In his surgery career, Kalanithi finds a richness in “reading” the stories of his patients’ lives, in learning who they are outside the hospital: whom they hope to return to being. When he cuts into a patient’s brain, he thinks of her family, her hobbies, her aspirations. Recalling these personal details reminds him of how much is at stake under his hands, and why the practice of medicine is not merely a craft, but truly a calling:
Don’t think I ever spent a minute of any day wondering why I did this work, or whether it was worth it. The call to protect life—and not merely life but another’s identity; it is perhaps not too much to say another’s soul—was obvious in its sacredness. Before operating on a patient’s brain, I realized, I must first understand his mind: his identity, his values, what makes his life worth living, and what devastation makes it reasonable to let that life end. The cost of my dedication to succeed was high, and the ineluctable failures brought me nearly unbearable guilt. Those burdens are what make medicine holy and wholly impossible: in taking up another’s cross, one must sometimes get crushed by the weight.

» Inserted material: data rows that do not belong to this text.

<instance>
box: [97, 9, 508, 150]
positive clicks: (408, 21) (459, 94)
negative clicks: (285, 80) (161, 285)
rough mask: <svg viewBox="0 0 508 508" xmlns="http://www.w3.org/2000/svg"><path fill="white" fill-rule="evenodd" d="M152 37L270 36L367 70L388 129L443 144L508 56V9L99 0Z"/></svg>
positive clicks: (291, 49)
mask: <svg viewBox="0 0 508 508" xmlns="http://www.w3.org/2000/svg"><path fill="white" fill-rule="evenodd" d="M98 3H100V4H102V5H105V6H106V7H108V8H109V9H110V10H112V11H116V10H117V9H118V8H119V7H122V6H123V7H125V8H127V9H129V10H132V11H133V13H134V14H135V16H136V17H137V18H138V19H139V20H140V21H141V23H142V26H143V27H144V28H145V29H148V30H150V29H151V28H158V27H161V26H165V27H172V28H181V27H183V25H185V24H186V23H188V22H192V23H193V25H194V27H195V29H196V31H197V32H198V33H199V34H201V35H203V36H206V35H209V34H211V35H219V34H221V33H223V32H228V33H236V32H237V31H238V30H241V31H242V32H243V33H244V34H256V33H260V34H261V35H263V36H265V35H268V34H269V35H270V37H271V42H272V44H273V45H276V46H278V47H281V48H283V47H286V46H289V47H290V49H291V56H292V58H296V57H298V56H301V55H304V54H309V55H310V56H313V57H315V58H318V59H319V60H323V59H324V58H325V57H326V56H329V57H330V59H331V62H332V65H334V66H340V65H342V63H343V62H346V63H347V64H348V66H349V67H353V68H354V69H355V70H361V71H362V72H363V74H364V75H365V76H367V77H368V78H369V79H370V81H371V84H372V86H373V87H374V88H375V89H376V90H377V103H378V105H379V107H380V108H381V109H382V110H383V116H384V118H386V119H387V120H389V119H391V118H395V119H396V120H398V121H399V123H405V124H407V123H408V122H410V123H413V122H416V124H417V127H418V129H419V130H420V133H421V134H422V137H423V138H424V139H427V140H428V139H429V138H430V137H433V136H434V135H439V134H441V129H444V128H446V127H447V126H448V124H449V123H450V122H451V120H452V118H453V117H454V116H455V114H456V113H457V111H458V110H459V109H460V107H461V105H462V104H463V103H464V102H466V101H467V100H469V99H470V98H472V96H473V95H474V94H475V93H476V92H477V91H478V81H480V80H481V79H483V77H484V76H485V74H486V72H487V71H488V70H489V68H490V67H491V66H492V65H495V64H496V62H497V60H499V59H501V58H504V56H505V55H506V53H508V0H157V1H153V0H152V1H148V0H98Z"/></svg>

For Kalanithi, and for great doctors generally, there is no greater privilege than that of taking on another man’s weight, at least while he remains in their care. After all, to intervene so dramatically in another person’s story is to assume a great burden of responsibility. No wonder our healers find themselves moved to share the adventures in humanity that constitute their everyday lives—to bring the rest of us into a realm that can be, above all, terribly lonely.